How to extract the name of immediate directory along with the filename?

I have a file whose complete path is like
/a/b/c/d/filename.txt
If I do a basename on it, I get filename.txt. But this filename is not too unique.
So, it would be better if I could extract the filename as d_filename.txt i.e.
{immediate directory}_{basename result}
How can I achieve this result?
file="/path/to/filename"
echo $(basename $(dirname "$file")_$(basename "$file"))
or
file="/path/to/filename"
filename="${file##*/}"
dirname="${file%/*}"
dirname="${dirname##*/}"
filename="${dirname}_${filename}"
This code will recursively search through your hierarchy starting with the directory that you run the script in. I've coded the loop in such a way that it will handle any filename you throw at it; file names with spaces, newlines etc.
*Note**: the loop is currently written to not include any files in the directory that this script resides in, it only looks at subdirs below it. This was done as it was the easiest way to make sure the script does not include itself in its processing.

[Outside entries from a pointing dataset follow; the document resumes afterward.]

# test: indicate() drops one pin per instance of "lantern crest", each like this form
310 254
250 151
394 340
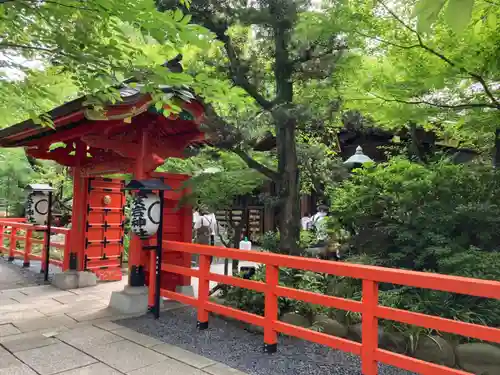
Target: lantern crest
146 207
37 203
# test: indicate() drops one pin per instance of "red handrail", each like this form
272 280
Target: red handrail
17 224
369 307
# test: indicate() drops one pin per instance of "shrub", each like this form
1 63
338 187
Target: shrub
438 218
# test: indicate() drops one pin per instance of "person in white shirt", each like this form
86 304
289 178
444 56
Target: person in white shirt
206 228
319 216
196 215
305 222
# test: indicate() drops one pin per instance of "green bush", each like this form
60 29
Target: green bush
438 218
270 240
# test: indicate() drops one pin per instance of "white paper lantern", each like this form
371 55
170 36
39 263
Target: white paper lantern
37 208
145 215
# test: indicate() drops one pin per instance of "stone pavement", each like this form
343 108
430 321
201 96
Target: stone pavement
45 331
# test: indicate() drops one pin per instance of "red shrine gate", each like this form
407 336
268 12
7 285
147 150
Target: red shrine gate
131 137
104 228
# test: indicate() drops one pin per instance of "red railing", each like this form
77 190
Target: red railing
369 307
17 230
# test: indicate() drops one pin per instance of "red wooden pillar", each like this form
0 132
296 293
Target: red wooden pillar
78 221
46 237
2 229
369 328
12 243
271 309
67 251
27 248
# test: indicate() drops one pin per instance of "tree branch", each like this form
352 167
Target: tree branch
441 56
254 164
449 106
309 54
238 74
227 137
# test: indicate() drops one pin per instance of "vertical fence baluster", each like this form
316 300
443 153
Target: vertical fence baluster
12 244
271 309
369 328
152 278
2 230
203 290
66 254
44 248
27 248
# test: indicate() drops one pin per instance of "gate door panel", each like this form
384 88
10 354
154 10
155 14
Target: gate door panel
105 228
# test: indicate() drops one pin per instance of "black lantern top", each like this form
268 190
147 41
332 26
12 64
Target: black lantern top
38 188
147 185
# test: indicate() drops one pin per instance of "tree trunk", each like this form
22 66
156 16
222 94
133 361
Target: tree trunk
288 188
496 157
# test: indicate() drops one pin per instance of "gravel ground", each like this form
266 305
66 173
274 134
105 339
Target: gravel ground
225 342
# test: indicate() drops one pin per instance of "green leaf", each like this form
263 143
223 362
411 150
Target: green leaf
492 20
458 14
427 12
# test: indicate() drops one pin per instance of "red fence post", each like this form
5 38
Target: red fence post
46 237
66 254
271 309
12 244
27 247
152 278
203 290
369 328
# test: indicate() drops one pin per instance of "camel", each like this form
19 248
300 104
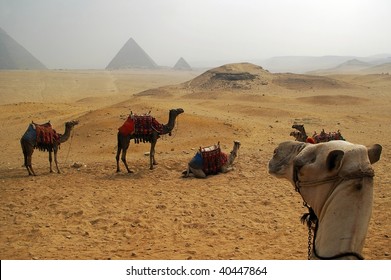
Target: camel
302 136
143 129
211 160
45 138
335 180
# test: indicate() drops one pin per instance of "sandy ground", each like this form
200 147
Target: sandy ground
92 212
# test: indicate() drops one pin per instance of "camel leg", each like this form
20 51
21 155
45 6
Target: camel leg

If for some reason you must include the directory the script resides in, it can be changed to accommodate this.
Code
#!/bin/bash
while IFS= read -r -d $'\0' file; do
dirpath="${file%/*}"
filename="${file##*/}"
temp="${dirpath}_${filename}"
parent_file="${temp##*/}"
printf "dir: %10s orig: %10s new: %10s\n" "$dirpath" "$filename" "$parent_file"
done < <(find . -mindepth 2 -type f -print0)
Test tree
$ tree -a
.
|-- a
| |-- b
| | |-- bar
| | `-- c
| | |-- baz
| | `-- d
| | `-- blah
| `-- foo
`-- parent_file.sh
Output
$ ./parent_file.sh
dir: ./a/b/c/d orig: blah new: d_blah
dir: ./a/b/c orig: baz new: c_baz
dir: ./a/b orig: bar new: b_bar
dir: ./a orig: foo new: a_foo
$ FILE=/a/b/c/d/f.txt
$ echo $FILE
/a/b/c/d/f.txt
$ echo $(basename ${FILE%%$(basename $FILE)})_$(basename $FILE)
d_f.txt
don't need to call external command
s="/a/b/c/d/filename.txt"
t=${s%/*}
t=${t##*/}
filename=${t}_${s##*/}
Take the example:
/a/1/b/c/d/file.txt
/a/2/b/c/d/file.txt
The only reliable way to qualify file.txt and avoid conflicts is to build the entire path into the new filename, e.g.

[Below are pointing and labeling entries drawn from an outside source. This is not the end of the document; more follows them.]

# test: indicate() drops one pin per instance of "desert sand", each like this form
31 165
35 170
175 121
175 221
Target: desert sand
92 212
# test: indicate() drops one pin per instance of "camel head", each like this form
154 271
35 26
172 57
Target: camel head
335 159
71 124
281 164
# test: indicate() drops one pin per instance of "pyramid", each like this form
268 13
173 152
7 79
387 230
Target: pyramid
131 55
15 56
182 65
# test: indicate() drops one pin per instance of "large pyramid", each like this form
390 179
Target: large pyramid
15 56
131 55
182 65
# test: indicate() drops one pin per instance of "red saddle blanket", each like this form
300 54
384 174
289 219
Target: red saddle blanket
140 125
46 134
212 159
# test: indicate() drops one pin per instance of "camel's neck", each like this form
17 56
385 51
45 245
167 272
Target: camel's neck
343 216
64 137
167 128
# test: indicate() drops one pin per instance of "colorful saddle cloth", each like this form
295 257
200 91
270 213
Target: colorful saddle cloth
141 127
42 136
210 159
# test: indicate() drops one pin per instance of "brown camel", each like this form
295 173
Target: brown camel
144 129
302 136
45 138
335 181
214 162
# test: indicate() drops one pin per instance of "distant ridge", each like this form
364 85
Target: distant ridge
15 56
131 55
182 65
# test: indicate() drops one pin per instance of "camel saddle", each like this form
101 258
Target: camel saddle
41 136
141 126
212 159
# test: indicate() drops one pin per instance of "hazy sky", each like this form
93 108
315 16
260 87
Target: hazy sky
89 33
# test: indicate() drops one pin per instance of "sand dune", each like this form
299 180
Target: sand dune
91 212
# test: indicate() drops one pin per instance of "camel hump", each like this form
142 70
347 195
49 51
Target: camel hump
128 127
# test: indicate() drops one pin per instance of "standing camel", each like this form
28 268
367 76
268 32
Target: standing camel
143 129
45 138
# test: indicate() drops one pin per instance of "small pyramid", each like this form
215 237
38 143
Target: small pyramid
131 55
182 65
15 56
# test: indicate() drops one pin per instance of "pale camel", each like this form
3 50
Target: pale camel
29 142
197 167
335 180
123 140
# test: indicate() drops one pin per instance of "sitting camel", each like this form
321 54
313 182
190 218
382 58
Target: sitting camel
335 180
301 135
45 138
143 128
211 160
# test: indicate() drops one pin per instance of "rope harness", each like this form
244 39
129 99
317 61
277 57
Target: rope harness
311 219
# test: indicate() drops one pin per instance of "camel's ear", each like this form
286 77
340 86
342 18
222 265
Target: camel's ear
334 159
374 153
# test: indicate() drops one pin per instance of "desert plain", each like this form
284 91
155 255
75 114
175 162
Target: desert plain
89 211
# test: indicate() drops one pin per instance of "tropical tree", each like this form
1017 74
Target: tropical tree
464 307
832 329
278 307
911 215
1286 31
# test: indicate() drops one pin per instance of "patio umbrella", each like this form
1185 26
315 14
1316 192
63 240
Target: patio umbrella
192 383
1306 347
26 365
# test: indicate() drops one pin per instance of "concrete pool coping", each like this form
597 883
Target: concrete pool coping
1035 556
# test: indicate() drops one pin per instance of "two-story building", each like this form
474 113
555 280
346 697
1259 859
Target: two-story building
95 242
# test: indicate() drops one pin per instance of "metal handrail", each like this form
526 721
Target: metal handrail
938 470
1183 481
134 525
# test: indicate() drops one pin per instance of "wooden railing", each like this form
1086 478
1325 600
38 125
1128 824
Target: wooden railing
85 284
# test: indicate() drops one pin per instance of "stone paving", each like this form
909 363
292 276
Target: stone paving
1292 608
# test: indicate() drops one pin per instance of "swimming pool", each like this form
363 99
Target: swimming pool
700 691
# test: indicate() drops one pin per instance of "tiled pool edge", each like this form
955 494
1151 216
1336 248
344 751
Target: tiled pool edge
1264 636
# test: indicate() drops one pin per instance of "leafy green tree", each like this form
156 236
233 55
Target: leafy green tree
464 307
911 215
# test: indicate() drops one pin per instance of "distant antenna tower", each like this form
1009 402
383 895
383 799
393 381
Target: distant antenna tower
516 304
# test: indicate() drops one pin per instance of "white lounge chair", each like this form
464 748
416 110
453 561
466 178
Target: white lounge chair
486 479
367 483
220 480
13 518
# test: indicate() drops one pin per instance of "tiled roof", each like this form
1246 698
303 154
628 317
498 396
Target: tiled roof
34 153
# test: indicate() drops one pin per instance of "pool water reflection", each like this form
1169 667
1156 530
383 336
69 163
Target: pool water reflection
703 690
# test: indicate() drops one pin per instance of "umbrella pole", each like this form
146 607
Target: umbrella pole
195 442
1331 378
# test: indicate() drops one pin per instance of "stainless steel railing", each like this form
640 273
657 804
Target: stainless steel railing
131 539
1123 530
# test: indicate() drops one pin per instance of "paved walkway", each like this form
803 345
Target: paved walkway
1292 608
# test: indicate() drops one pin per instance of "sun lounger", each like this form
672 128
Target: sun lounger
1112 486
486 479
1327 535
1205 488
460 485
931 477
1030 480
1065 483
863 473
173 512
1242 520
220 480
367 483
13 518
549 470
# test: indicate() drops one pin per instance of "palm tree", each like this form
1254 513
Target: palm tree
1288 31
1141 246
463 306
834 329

/a/1/b/c/d/file.txt -> a_1_b_c_d_file.txt
/a/2/b/c/d/file.txt -> a_2_b_c_d_file.txt
You may be able to skip part of the beginning if you know for sure that it will be common to all files, e.g if you know that all files reside somewhere underneath the directory /a above:
/a/1/b/c/d/file.txt -> 1_b_c_d_file.txt
/a/2/b/c/d/file.txt -> 2_b_c_d_file.txt
To achieve this on a per-file basis:
# file="/path/to/filename.txt"
new_file="`echo \"$file\" | sed -e 's:^/::' -e 's:/:_:g'`"
# new_file -> path_to_filename.txt
Say you want do do this recursively in a directory and its subdirectories:
# dir = /a/b
( cd "$dir" && find . | sed -e 's:^\./::' | while read file ; do
new_file="`echo \"$file\" | sed -e 's:/:_:g'`"
echo "rename $dir/$file to $new_file"
done )
Output:
rename /a/b/file.txt to file.txt
rename /a/b/c/file.txt to c_file.txt
rename /a/b/c/e/file.txt to c_e_file.txt
rename /a/b/d/e/file.txt to d_e_file.txt
...
The above is highly portable and will run on essentially any Unix system under any variant of sh (inclusing bash, ksh etc.)